Naren mengangkat salah satu alisnya, setengah mendengus mengamati wanita Akira yang kini menatap ia tajam dengan mata sipit itu. Ah ... mata malang yang terlalu sering digunakan untuk melotot melebihi kapasitas yang mampu dilakukan. Malas menanggapi Berlian yang tak seberharga batu berlian sungguhan, Naren memasukkan kedua tangannya pada saku celana. Kaki-kakinya ia silang membentuk pose santai. Tak mengacuhkan Berlian yang masih melotot dengan napas terengah karena marah.

Namun, rupanya wanita itu tak suka diabaikan. Dia menghadap Naren dengan tangan bersedekap. Perbedaan tinggi tubuh yang cukup jauh—meski dengan wedges putih setinggi tujuh senti di bawah telapak kaki Berlian—mengharuskan manusia pendek itu mendongak agar bisa mencapai mata sang lawan bicara.

“Ini pasti bukan suatu kebetulan, kan!” Jelas bukan pertanyaan, melainkan tudingan yang diarahkan langsung tanpa tadeng aling-aling.

Satu-satunya hal yang Naren lakukan sebagai sangkalan hanya, “Apanya yang bukan kebetulan?”

“Pertemuan kita! Lo sama Nara pasti udah niat ikuti kami!”

Terlalu percaya diri seperti biasa, meski ya, memang benar. Tapi, Naren tidak mau mengakui apa pun. “Mengikuti kalian? Apa untungnya buat saya?”

“Buat Nara, bukan buat lo. Lo cuma antek-antek nggak berharga, kayak anjing peliharaan yang mengikuti semua permintaan tuannya.”

Kejam sekali bibir tipis berlipstik nude itu. Dikata anjing, Naren jelas kehilangan sikap santai. Iya mengurai kakinya, berdiri menjulang di hadapan berlian dengan jarak satu langkah di antara mereka. “Kalau saya seperti anjing, lantas kamu apa?” Dengan kurang ajar, Naren menelusuri tubuh wanita itu dari ujung kaki sampai kepala. Berlian mengenakan gaun selutut bertali spageti dengan garis dada cukup rendah. Naren berlama-lama mengamati bagian itu hingga pipi Belian merona. Oh, dia masih bisa merasa malu rupanya.
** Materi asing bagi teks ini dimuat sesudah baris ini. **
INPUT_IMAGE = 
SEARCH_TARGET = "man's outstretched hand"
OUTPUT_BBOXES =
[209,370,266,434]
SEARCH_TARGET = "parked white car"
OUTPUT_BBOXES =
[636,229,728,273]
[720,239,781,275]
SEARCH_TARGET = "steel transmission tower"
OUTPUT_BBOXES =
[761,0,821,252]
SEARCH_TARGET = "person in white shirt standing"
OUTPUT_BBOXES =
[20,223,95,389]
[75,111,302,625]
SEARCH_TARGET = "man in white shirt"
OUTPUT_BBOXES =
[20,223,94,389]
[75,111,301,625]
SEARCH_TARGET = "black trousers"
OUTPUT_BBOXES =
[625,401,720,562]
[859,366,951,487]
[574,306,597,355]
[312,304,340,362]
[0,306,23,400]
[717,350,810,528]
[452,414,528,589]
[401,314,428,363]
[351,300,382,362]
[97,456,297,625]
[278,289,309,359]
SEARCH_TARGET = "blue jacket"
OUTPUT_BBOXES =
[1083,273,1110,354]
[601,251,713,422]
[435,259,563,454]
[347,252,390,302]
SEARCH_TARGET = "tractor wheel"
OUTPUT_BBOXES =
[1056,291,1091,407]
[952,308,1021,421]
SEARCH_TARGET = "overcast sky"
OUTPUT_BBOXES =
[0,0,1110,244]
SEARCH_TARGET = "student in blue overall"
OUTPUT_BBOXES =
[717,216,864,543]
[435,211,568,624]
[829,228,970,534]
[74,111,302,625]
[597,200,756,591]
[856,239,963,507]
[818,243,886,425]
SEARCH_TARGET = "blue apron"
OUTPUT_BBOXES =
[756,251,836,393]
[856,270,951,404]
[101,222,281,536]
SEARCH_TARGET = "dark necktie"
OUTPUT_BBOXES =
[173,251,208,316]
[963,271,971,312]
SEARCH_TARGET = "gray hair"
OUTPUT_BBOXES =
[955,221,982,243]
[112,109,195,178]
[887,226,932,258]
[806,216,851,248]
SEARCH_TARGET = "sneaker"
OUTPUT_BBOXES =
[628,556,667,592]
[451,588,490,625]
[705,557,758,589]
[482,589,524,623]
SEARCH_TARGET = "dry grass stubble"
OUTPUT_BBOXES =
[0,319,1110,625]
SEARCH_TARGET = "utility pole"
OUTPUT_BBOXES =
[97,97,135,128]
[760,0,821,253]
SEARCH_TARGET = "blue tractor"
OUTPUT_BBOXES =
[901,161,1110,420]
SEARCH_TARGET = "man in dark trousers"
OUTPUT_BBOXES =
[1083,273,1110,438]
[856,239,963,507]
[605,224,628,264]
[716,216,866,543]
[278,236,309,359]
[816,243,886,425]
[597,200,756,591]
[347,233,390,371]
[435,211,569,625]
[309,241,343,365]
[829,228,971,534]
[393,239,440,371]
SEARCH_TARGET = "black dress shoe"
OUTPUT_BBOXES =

Namun ego yang terlalu besar  membuat wanita itu tetap berdiri angkuh dengan dekapan tangan di depan dada yang kian dieratkan. “Babi montok?!” sinis Naren meski setelahnya ia harus menggigit lidah sendiri sebagai bentuk hukuman pada bagian tubuh tak bertulang itu.

Narendra benci mengumpat menggunakan nama hewan, terlebih dialamatkan pada manusia—terkhusus perempuan yang katanya merupakan mahkluk paling rapuh. Selama 29 tahun hidup, tepatnya sejak berusia 15, dia sudah menantang dirinya untuk menjadi manusia yang beradab. Agung pernah berkata, usai Naren ditemukan babak belur di puskesmas akibat bertengkar dengan teman sekolahnya hingga mendapat hukuman skorsing, “Manusia bejat banyak. Terlalu banyak hingga tidak ada yang spesial dari mereka. Tapi manusia beradab sedikit, karena menjadi beradab itu sulit,” ujar Agung dengan tatapan kecewa yang membuat dada Naren sakit. “Kamu boleh jadi bukan darah daging Papa, Naren, tapi Papa sudah menganggap kamu lebih dari itu. Papa mungkin tidak bisa menurunkan genetik apa pun buat kamu, tapi bersediakah kamu bila Papa hanya ingin menurunkan sikap yang patut? Tapi, kalau kamu keberatan, tidak apa-apa. Saya tahu, kamu mungkin menganggap Papa hanya suami ibu kamu.”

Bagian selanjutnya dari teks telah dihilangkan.